The previous axis is a bit different from the others. It doesn't concern the
structure of the tree but the history of node selection. The root node is always
included because it is always the initial selection context.

By itself the previous axis is not terribly useful, as it is silly in general to
select a node, then other nodes, then backtrack. It is useful, however, when one
wants to compare properties of different nodes in the selection history. See also
the C<:p> selector, which selects the immediately preceding node in the selection
history.

=item self

  //d/self::*

         root
          |
        __a__
       / /|\ \
      / / | \ \
     / /  |  \ \
    / /   |   \ \
   / /    |    \ \
  b c     D     e f
   /|\   /|\   /|\
  g h i j k l m n o
    |     |     |
    p     q     r

=item sibling

  //d/sibling::*

         root
          |
        __a__
       / /|\ \
      / / | \ \
     / /  |  \ \
    / /   |   \ \
   / /    |    \ \
  B C     d     E F
   /|\   /|\   /|\
  g h i j k l m n o
    |     |     |
    p     q     r

=item sibling-or-self

  //d/sibling-or-self::*

         root
          |
        __a__
       / /|\ \
      / / | \ \
     / /  |  \ \
    / /   |   \ \
   / /    |    \ \
  B C     D     E F
   /|\   /|\   /|\
  g h i j k l m n o
    |     |     |
    p     q     r

=back

=head2 Predicates

=over 2

=item C<//a/bB<[0]>/E<gt>c[@d][@e E<lt> 'string'][@f or @g]>

=item C<//a/b[0]/E<gt>B<c[@d]>[@e E<lt> 'string'][@f or @g]>

=item C<//a/b[0]/E<gt>c[@d]B<[@e E<lt> 'string']>[@f or @g]>

=item C<//a/b[0]/E<gt>c[@d][@e E<lt> 'string']B<[@f or @g]>>

=back

Predicates are the sub-expressions in square brackets after selectors. They represents
tests that filter the candidate nodes selected by the selectors. 

=head3 Index Predicates

  //foo/bar[0]

An index predicate simply selects the indexed item out of a list of candidates.
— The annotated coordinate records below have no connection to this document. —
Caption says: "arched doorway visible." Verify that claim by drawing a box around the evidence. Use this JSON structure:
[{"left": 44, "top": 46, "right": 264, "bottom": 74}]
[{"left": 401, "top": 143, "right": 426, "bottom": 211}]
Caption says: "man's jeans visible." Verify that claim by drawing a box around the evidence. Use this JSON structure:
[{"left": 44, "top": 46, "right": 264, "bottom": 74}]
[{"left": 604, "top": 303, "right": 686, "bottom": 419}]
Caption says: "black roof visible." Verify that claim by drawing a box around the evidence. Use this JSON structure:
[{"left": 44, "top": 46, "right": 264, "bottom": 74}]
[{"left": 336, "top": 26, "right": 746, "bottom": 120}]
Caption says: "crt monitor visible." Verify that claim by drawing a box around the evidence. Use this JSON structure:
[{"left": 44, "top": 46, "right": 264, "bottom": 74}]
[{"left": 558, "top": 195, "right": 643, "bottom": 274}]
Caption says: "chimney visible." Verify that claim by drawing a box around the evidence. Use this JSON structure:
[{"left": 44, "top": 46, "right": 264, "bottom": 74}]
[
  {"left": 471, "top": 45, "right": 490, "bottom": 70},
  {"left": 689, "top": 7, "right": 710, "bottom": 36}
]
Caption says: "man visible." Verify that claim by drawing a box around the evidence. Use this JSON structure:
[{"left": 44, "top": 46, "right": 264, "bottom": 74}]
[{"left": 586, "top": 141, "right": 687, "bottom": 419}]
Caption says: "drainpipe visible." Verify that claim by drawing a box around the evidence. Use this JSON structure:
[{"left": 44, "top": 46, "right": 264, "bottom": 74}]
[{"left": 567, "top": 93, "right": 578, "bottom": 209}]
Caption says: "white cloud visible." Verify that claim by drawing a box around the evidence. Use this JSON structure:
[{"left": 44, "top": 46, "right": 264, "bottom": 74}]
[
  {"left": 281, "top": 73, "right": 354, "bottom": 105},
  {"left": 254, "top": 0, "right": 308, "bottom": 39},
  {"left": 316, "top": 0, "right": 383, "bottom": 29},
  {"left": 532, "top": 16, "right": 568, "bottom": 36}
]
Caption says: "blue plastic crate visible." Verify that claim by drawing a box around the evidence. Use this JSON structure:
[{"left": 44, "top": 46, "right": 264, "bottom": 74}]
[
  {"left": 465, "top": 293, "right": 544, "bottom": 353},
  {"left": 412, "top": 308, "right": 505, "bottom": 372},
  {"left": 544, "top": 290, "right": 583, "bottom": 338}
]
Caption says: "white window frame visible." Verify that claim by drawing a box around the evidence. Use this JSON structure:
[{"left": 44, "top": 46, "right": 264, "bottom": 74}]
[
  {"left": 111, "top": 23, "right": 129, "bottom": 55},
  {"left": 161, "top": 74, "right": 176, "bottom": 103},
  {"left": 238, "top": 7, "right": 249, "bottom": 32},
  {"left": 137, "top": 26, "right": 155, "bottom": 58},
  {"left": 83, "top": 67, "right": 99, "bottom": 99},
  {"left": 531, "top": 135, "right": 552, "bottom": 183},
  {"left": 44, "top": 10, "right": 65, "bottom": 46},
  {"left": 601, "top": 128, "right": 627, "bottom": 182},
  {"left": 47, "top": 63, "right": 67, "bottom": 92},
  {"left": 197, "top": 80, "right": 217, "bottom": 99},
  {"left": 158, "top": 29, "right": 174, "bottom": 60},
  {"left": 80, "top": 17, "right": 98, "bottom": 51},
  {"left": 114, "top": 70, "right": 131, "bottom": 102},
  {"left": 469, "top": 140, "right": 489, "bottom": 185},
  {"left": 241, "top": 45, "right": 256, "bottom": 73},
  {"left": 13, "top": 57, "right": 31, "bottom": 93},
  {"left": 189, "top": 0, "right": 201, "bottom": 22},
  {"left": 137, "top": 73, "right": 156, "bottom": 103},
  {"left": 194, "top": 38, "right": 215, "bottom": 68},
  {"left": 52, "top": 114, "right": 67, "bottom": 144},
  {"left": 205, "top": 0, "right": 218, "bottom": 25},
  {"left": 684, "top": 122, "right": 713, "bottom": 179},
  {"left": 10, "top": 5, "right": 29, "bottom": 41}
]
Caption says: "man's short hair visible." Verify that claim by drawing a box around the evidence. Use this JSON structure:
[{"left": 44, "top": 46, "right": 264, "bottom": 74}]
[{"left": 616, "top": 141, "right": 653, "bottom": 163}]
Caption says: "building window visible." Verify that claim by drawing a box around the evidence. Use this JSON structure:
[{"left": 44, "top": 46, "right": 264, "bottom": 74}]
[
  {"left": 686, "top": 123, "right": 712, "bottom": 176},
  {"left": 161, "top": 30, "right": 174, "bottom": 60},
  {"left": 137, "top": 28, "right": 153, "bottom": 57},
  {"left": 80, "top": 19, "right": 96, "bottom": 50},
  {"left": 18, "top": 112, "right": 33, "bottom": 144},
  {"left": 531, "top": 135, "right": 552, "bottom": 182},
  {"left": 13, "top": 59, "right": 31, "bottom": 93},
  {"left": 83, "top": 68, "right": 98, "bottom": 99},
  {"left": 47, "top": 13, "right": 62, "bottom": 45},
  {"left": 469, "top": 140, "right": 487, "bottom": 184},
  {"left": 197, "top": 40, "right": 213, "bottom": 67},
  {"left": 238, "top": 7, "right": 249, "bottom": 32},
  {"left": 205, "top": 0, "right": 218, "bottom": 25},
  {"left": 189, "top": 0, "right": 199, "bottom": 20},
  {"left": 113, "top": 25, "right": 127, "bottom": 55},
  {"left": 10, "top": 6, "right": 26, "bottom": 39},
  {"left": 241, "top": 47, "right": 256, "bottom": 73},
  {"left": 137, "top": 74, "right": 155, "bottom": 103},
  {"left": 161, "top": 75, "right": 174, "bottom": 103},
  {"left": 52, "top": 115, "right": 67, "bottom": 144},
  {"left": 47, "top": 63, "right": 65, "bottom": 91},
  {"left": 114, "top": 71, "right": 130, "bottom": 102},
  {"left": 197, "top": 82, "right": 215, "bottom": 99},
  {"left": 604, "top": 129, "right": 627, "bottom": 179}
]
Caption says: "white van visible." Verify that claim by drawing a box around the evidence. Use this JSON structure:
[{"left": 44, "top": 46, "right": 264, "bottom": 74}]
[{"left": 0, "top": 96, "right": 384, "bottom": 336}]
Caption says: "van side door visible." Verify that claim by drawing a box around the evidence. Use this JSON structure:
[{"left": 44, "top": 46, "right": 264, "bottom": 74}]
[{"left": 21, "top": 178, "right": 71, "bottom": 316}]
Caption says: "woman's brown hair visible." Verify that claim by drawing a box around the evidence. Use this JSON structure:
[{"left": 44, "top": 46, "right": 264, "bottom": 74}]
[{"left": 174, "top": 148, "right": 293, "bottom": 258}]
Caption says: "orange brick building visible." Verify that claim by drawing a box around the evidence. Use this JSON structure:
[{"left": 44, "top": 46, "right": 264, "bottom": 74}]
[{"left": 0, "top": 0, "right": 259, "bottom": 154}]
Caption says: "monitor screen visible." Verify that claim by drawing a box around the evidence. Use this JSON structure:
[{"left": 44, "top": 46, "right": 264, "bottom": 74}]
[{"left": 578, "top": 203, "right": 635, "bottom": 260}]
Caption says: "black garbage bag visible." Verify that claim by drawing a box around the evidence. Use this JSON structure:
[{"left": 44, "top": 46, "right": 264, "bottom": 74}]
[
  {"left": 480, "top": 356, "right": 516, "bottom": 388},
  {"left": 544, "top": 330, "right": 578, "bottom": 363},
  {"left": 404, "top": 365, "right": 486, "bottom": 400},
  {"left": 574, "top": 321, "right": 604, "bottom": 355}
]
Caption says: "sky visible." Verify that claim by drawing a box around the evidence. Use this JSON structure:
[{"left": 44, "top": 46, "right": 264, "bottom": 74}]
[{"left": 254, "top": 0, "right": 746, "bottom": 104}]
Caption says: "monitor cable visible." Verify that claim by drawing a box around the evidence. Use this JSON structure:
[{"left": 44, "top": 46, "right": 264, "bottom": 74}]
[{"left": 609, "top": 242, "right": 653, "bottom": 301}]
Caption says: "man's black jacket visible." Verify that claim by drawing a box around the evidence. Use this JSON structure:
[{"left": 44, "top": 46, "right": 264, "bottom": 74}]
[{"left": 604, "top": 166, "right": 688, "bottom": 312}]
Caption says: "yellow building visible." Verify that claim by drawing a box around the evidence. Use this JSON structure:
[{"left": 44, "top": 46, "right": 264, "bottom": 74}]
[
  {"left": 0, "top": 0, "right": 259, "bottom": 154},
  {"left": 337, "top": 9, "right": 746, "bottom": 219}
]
By default,
the first index is 0, unlike in XML, so the expression above selects the first bar under every 
foo. This is configurable during the construction of your forester, however. If you
pass in the C<one_based> property

  my $f = MyForester->new( one_based => 1 );

The forester will use one-based indexing, so its index predicates will work identically to
index predicates in xpath. (This also affects the C<@index> and C<@pick> attributes. See below.)

The index rules are the same as those for Perl arrays: 0 is the first item; negative indices
count from the end, so -1 retrieves the last item. Negative indices behave the same regardless of
whether the C<one_based> property has been set to true.

=head4 outer versus inner index predicates

In general, an index indicates the location of a node among its siblings which have survived
and preceding filters. For example

  //*[0]

picks all nodes that are the first child of their parent (also the root, which has no parent).
This is distinct from C</descendant-or-self::*[0]>, which will simply pick the root.

  //a[0]

picks all nodes that are the first child of an C<a> node. This is distinct from C</descendant-or-self::a[0]>, 
where the only node returned will simply be the first node picked on this axis.

  //a[@foo][0]

picks all nodes that are the first child of an C<a> node having the property C<@foo>. This is
distinct from C</descendant-or-self::a[@foo][0]>, which will pick only the first C<a> node with
the C<@foo> property.

These predicates are all "inner" predicates. It is also possible to specify "outer" predicates, like so

  (//*)[0]
  (//a)[0]
  (//a[@foo])[0]

In this case, the index is for the collection of all nodes selected up to this point, not relative
to a node's similar siblings. So the first expression picks the first node which is the first
child of its parent; the second picks the first node anywhere that is the first child of an C<a>
node; the third picks the first node anywhere that is the first C<@foo> child node of an C<a> node.

Any predicate may be either inner or outer, but the distinction is most relevant to index predicates for
steps with the C<//> separator.

=head3 Path Predicates

  a[b]

A path predicate is true if the node set it selects starting at the context node is
not empty. Given the tree

    a
   / \
  b   a
  |   |
  a   b

the path C<//a[b]> would select only the two non-leaf C<a> nodes.

=head4 Attribute Predicates

  a[@leaf]

An attribute predicate is true if its context node bears the given attribute. (For the
definition of attributes, see below.) Given the tree

    a
   / \
  b   a
  |   |
  a   b

the path C<//a[@leaf]> would select only the leaf C<a> node.

=head3 Attribute Tests

Attribute tests are predicaters which compare two values. The values may be attributes, expressions, other attribute
tests, or literals, either strings or numbers. 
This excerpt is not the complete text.